UNITED STATES DISTRICT COURT FOR THE EASTERN DISTRICT OF CALIFORNIA
Feb 6, 2019
No. 2:19-cv-128-KJM-EFB PS (E.D. Cal. Feb. 6, 2019)

Opinion

No. 2:19-cv-128-KJM-EFB PS

02-06-2019

FATIMA KATUMBUSI, Plaintiff, v. COUNTY OF SACRAMENTO, et al., Defendants.


ORDER

Plaintiff has filed an application to proceed in forma pauperis pursuant to 28 U.S.C. § 1915 (ECF No. 2), as well as a motion for recusal (ECF No. 4). For the reasons explained below, plaintiff's motion for recusal is denied, her application to proceed in forma pauperis is granted, and her complaint is dismissed with leave to amend.

This case, in which plaintiff is proceeding in propria persona, was referred to the undersigned under Local Rule 302(c)(21), pursuant to 28 U.S.C. § 636(b)(1).

I. Motion for Recusal

Plaintiff has moved for recusal of the assigned district judge and magistrate judge. ECF No. 4. The applicable recusal statute, 28 U.S.C. § 455, provides that "[a]ny justice, judge, or magistrate judge of the United States shall disqualify himself in any proceeding in which his impartiality might reasonably be questioned." 28 U.S.C. § 455(a). A judge shall also disqualify himself or herself when the judge has "a personal bias or prejudice concerning a party . . . ." Id. § 455(b)(1). The standard for determining whether impartiality might be reasonably questioned is "whether a reasonable person with knowledge of all the facts would conclude that the judge's impartiality might be questioned." United States v. Holland, 519 F.2d 909, 913 (9th Cir. 2008).

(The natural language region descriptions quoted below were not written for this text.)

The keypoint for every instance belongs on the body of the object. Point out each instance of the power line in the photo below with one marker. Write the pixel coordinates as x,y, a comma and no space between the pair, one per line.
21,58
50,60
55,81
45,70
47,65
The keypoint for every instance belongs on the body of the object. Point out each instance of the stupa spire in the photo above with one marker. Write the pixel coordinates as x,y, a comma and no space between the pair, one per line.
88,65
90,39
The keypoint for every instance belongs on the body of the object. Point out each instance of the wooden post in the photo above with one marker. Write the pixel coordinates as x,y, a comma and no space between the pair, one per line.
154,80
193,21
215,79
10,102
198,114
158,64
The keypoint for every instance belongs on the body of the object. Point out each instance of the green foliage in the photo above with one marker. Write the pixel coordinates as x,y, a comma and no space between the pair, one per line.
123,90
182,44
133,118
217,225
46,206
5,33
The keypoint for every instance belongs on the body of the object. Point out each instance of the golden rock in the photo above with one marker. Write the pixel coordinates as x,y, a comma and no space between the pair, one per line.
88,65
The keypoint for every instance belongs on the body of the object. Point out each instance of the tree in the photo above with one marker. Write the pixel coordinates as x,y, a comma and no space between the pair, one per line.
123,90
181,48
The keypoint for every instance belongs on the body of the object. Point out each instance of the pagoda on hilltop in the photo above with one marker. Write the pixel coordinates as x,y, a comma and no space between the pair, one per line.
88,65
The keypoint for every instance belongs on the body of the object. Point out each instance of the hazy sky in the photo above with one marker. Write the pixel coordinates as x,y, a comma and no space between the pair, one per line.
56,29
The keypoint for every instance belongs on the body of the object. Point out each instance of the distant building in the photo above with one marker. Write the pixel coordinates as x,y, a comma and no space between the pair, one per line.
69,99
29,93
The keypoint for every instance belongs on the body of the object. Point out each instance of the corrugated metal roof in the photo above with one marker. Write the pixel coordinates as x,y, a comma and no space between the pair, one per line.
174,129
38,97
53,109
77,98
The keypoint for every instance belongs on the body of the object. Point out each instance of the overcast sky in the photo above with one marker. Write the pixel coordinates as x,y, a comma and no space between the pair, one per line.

Plaintiff has not demonstrated any such basis for recusal here. She contends, without explanation, that "it appears there may be a conflict of interest." ECF No. 4. That conclusory statement is insufficient to demonstrate a basis for recusal. Accordingly, the request to recuse as to the undersigned is denied.

On February 6, 2019, the assigned district judge issued an order denying plaintiff's motion to recuse her. ECF No. 5. --------

II. Request to Proceed In Forma Pauperis and Screening Requirement

Plaintiff's application to proceed in forma pauperis makes the financial showing required by 28 U.S.C. §1915(a)(1) and (2). See ECF No. 2. Accordingly, her request to proceed in forma pauperis is granted.

Determining that plaintiff may proceed in forma pauperis does not complete the required inquiry. Pursuant to § 1915(e)(2), the court must dismiss the case at any time if it determines the allegation of poverty is untrue, or if the action is frivolous or malicious, fails to state a claim on which relief may be granted, or seeks monetary relief against an immune defendant. As discussed below, plaintiff's complaint must be dismissed for failure to state a claim.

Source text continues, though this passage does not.